A scaffold is a portion of the genome sequence reconstructed from end-sequenced whole-genome shotgun clones. Scaffolds are composed of contigs and gaps.

A contig is a contiguous length of genomic sequence in which the order of bases is known to a high confidence level. Gaps occur where reads from the two sequenced ends of at least one fragment overlap with other reads in two different contigs (as long as the arrangement is otherwise consistent with the contigs being adjacent). Since the lengths of the fragments are roughly known, the number of bases between contigs can be estimated.

The goal of whole-genome shotgun assembly is to represent each genomic sequence in one scaffold; however, this is not always possible. One chromosome may be represented by many scaffolds (e.g., Chlamydomonas reinhardtii) or just a single scaffold (e.g., Human chromosome 19), depending on how completely the genome can be reconstructed, or assembled, from the available reads.  The relative locations of scaffolds in the genome are unknown.

Scaffolds are normally numbered approximately from largest to smallest. Some scaffolds may ultimately be filtered out of the assembly, resulting in skipped scaffold numbers.
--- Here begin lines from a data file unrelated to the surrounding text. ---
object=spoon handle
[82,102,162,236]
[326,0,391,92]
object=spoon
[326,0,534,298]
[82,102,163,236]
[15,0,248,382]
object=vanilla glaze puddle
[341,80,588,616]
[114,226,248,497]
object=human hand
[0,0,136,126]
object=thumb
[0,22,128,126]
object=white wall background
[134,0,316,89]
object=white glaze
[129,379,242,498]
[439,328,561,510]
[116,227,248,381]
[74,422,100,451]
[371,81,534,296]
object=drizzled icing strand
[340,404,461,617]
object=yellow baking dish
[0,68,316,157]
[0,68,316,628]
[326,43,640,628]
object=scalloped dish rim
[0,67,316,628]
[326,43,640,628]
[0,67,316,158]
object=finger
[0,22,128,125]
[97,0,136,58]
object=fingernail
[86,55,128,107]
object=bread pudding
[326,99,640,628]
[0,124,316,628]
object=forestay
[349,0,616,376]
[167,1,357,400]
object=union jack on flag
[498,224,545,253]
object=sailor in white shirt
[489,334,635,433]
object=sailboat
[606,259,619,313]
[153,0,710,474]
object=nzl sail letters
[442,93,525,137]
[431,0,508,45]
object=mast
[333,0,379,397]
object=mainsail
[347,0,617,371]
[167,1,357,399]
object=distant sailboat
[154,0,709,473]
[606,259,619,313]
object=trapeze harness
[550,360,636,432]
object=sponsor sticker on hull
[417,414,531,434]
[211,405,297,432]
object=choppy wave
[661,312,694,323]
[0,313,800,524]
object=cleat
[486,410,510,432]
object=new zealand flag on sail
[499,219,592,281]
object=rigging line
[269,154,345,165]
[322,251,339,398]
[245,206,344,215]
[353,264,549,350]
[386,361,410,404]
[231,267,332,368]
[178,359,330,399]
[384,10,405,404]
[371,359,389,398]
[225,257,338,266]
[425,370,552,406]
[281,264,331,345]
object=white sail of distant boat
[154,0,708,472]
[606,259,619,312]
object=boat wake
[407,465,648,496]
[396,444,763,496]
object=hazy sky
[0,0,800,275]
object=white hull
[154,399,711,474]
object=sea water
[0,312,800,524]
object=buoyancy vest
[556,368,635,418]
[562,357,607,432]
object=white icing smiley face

In some cases, scaffolds can overlap. For example, in polymorphic genomes, regions with a high density of allelic differences between haplotypes may be split into separate sets of scaffolds, each representing one allele. Thus, a sequence that exists in only one location in the genome may appear on more than one scaffold.

N50

| Comments

What does N50 mean? What is N50 or N90?

N50 is a statistical measure of average length of a set of sequences. It is used widely in genomics, especially in reference to contig or supercontig lengths within a draft assembly.

N50 is defined as the contig length such that using equal or longer contigs produces half the bases of the genome. The N50 size is computed by sorting all contigs from largest to smallest and by determining the minimum set of contigs whose sizes total 50% of the entire genome.

Alternative definition: Given a set of sequences of varying lengths, the N50 length is defined as the length N for which 50% of all bases in the sequences are in a sequence of length L < N. This can be found mathematically as follows: Take a list L of positive integers. Create another list L’ , which is identical to L, except that every element n in L has been replaced with n copies of itself. Then the median of L’ is the N50 of L. For example: If L = {2, 2, 2, 3, 3, 4, 8, 8}, then L’ consists of six 2’s, six 3’s, four 4’s, and sixteen 8’s; the N50 of L is the median of L’ , which is 6.